Introduction
In December 2019, the Coronavirus Disease 2019 (COVID-19) outbreak emerged in Wuhan, Hubei Province, China and rapidly spread throughout the country and then evolved into a global pandemic (1). On February 12, 2020, The World Health Organisation (WHO) declared that the disease was caused by the novel coronavirus as COVID-19(1). Efficient screening, prompt diagnosis and isolation of the infected individuals were deemed fundamental to contain the outbreak (2).
Several signs and symptoms were observed in some patients including non-productive cough, fever, myalgia, fatigue, dyspnoea, diarrhoea, nausea and vomiting, while other patients were asymptomatic (3). The diagnosis of COVID-19 is based on the clinical suspicion, computerised tomography (CT) findings, and a reverse transcription polymerase chain reaction molecular test (RT-PCR) (3).
The incubation period of COVID-19 is presumed to be between 2 and 11 days, with a mortality rate reaching 2 to 4% (3). The most common peripheral nervous system manifestations of COVID-19 include anosmia (loss of smell) and dysgeusia (taste impairment). Although, most patients gradually regain their sense of smell and taste, the mechanism of these dysfunction is not fully understood (4). Post-infectious olfactory dysfunction is thought to be the result of involvement of the olfactory bulb and damage to the olfactory receptors cells due to the neurotrophic features associated with SARS-CoV-2 (5). Minimal data are available for the mechanism of taste disorders among patients with COVID 19, Single cell RNA-sequencing studies showed that epithelial cells of the tongue express ACE-2 receptors where buccal mucosa may play a role in entry of SARS-COV2. Additionally, indirect damage of the taste receptors through infection and inflammation of the epithelial cells are hypothesised to play a role in the pathogenesis. (6)
A review of the literature showed that the prevalence of anosmia ranged between 22% to 68% (7). Regionally, a study conducted in the Kingdom of Saudi Arabia, reported that the prevalence of olfactory dysfunction, anosmia and hyposmia was 53%, 32.7% and 20.3% respectively.
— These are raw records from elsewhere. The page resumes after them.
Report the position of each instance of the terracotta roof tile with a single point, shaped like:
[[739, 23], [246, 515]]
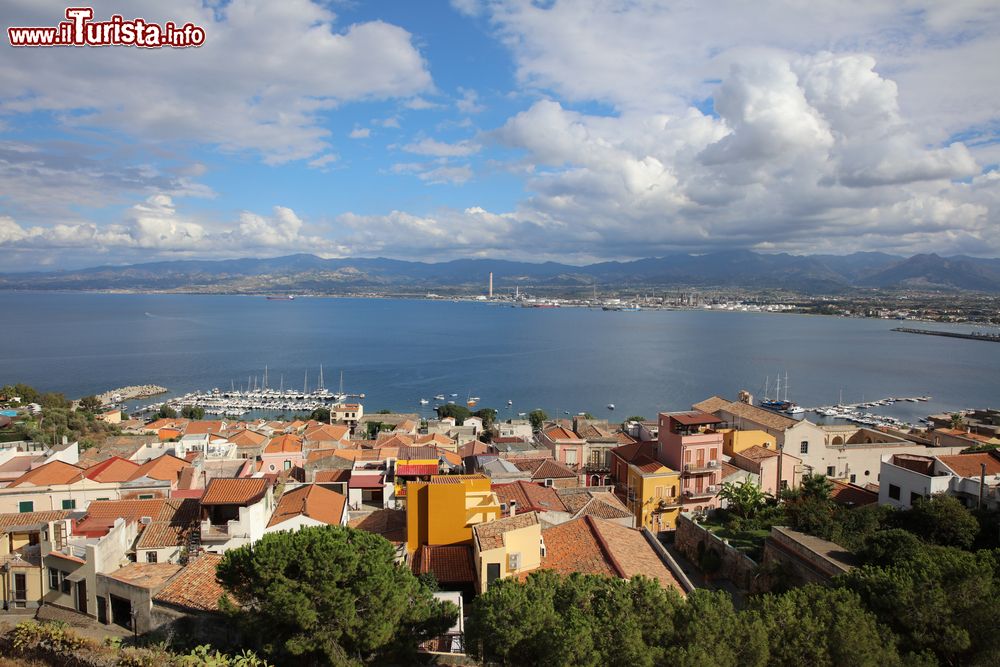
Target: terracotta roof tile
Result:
[[490, 535], [450, 564], [390, 524], [195, 586], [529, 496], [164, 468], [284, 444], [312, 501], [242, 491], [146, 575], [968, 465], [54, 472]]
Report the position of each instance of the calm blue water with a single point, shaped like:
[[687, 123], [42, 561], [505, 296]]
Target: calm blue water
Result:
[[399, 351]]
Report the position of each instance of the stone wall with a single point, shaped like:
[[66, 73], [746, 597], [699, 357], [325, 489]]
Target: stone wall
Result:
[[697, 543]]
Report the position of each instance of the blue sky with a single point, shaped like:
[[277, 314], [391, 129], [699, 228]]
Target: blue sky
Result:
[[597, 129]]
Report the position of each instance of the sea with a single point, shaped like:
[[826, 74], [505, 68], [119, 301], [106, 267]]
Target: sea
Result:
[[561, 360]]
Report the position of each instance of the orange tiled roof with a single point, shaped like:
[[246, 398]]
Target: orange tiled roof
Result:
[[968, 465], [489, 535], [114, 469], [450, 564], [146, 575], [165, 468], [529, 496], [195, 586], [596, 546], [53, 472], [285, 444], [390, 524], [242, 491], [312, 501]]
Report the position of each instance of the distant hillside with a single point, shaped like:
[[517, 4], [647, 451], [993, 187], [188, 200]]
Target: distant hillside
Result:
[[734, 268]]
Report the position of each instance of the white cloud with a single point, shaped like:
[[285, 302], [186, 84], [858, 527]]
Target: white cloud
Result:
[[260, 82]]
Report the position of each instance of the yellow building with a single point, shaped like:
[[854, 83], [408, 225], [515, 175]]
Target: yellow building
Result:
[[735, 441], [445, 509], [21, 574], [653, 494], [507, 547]]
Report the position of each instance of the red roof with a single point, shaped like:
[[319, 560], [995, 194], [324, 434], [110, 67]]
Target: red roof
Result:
[[242, 491], [450, 564], [414, 469]]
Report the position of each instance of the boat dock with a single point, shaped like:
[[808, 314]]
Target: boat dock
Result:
[[975, 335]]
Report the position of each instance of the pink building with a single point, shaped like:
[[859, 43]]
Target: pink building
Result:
[[689, 443], [566, 447]]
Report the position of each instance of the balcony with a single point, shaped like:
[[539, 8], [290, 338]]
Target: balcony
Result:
[[708, 492], [221, 532], [700, 468]]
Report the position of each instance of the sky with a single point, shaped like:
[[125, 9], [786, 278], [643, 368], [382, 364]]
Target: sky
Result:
[[547, 130]]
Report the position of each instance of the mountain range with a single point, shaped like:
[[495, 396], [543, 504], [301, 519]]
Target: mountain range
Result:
[[732, 268]]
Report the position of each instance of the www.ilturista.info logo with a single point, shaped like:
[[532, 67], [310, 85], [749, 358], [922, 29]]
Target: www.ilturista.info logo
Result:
[[80, 30]]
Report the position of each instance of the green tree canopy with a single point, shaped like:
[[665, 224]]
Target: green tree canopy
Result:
[[941, 519], [816, 625], [537, 418], [331, 595]]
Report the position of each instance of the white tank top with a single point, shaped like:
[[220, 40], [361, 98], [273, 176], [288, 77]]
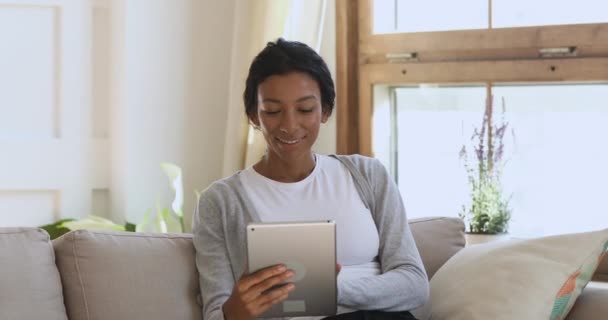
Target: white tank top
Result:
[[329, 192]]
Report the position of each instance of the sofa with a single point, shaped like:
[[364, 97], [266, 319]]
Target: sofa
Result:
[[93, 275]]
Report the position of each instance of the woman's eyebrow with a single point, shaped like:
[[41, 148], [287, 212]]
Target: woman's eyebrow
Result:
[[272, 100], [307, 98]]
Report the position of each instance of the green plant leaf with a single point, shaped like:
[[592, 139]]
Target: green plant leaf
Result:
[[56, 230], [144, 225]]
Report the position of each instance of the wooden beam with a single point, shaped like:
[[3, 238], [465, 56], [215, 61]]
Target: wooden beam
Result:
[[585, 35], [347, 69], [537, 70]]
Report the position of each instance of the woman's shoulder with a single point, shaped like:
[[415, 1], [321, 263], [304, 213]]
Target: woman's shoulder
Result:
[[362, 163], [222, 189]]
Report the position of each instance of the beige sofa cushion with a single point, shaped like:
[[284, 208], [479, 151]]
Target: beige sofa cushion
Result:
[[30, 287], [121, 275], [437, 239], [602, 271], [592, 304], [516, 279]]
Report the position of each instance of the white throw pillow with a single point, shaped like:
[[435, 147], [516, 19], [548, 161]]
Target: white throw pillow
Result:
[[517, 279]]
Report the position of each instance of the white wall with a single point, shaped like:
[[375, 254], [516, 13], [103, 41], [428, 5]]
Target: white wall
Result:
[[170, 89], [143, 82]]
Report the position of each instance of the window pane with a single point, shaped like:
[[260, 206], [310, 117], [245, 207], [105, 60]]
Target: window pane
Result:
[[555, 155], [429, 15], [431, 130], [557, 169], [520, 13]]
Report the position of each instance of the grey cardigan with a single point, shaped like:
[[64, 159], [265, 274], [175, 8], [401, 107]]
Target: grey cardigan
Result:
[[224, 211]]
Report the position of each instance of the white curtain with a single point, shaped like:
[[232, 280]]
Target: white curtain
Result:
[[311, 22]]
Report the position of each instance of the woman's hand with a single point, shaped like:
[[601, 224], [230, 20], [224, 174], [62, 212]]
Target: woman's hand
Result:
[[250, 296]]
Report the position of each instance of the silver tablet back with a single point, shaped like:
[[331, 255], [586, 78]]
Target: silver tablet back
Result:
[[308, 248]]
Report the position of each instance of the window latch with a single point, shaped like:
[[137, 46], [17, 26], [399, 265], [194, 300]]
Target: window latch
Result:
[[401, 57], [557, 52]]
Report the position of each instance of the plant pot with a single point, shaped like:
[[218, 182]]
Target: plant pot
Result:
[[479, 238]]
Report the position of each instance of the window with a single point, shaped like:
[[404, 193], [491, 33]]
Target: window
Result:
[[418, 92]]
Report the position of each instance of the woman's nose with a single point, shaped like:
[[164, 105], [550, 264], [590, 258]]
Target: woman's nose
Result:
[[288, 122]]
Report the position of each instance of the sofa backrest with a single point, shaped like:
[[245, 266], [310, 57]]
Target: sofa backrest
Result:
[[125, 275], [30, 287], [437, 239]]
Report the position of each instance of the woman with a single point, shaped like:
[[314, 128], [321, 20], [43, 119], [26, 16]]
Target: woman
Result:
[[289, 93]]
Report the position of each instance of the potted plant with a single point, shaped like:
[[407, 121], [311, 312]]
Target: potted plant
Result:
[[488, 213]]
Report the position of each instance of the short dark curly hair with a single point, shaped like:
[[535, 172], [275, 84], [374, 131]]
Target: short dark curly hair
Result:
[[282, 57]]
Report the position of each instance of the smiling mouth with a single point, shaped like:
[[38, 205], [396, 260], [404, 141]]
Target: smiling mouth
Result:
[[289, 141]]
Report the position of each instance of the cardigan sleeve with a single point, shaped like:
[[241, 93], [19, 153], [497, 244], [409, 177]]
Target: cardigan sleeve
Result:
[[402, 284], [212, 261]]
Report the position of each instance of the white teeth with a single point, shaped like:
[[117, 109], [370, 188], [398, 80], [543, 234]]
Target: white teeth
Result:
[[288, 141]]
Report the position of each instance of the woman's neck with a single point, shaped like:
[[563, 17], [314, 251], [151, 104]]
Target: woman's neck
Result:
[[294, 170]]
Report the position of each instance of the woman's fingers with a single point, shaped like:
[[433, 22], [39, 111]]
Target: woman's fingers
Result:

Patients aged 15–39-year-old were mostly affected, and the prevalence of olfactory dysfunction was higher among females (60.3%) compared to males (56.5%) (8). In the same study, the prevalence of ageusia was determined at 51.4% (4). The loss of taste and smell senses is mostly transient lasting between one and two weeks. However, few chronic cases lasting more than one year after diagnosis have been reported.
Few studies explored the impact of anosmia and dysgeusia on patients with COVID-19 and reported negative impact of these symptoms, interference with daily activities and deterioration in well-being (4,9,10). A study conducted in the Eastern region of Saudi Arabia reported that 23% of participants felt isolated, 12.6% reported having problems with taking part in daily activities, anger in 28.2%, difficulty in relaxing in 21% of participants, and worrying about their ability to cope with their changes in sense of smell in 22% (4).
In view of their predominance as signs and symptoms of the disease and in light of their substantial impact on quality of life, there is a need to study the frequency of these two symptoms, establish their association with COVID-19 diagnosis, and whether they are prognostic factors for COVID-19 outcomes.
Objectives : This study aims to estimate the prevalence and risk factors of olfactory and gustatory dysfunction in patients infected with Covid-19 and to investigate their impact on patient’s life.